I'm looking to buy my parents a 10" tablet for under £300, but I cant make my mind up. I was looking at the Galaxy Tab 2 but it looks like it's really sluggish to use. I want something decent, does anyone have any ideas?


----------



## techmax (Aug 25, 2011)

I think the Google Nexus 7 fits best... this is my option. You can order it from Google Play Store










Image credits: Blugga


----------



## willforbes (Jan 20, 2008)

Hi thanks for the reply, but that isn't a 10" tablet


----------



## browndogss (Dec 11, 2012)

i like that , I think the Google Nexus 7 fits best... this is my option. thanks for your sharing


----------



## VimmRa (Nov 30, 2012)

Then get the Google Nexus 10".

http://www.google.com/nexus/10/


----------



## willforbes (Jan 20, 2008)

People don't seem to be reading my posts at all.

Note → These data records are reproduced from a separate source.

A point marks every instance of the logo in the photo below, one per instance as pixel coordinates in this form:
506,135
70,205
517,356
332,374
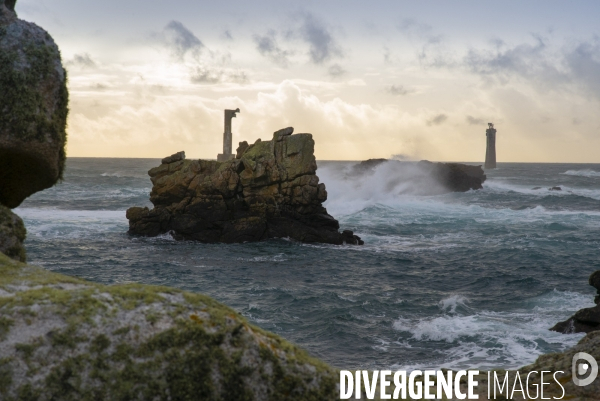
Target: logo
580,369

Please refer to the part which says "under £300". Please read the questions properly before you reply.


----------



## VimmRa (Nov 30, 2012)

Based on Google's currency conversion, 300 pounds = approx $484. The Google Nexus 10" starts at $399. Did I miscalculate?


----------



## willforbes (Jan 20, 2008)

They're £319 and they are sold out anyway. I would get one immediately if they didn't rip us off here in the UK like that. $399 is about £240, so I don't know what they are playing at but it's infuriating.


----------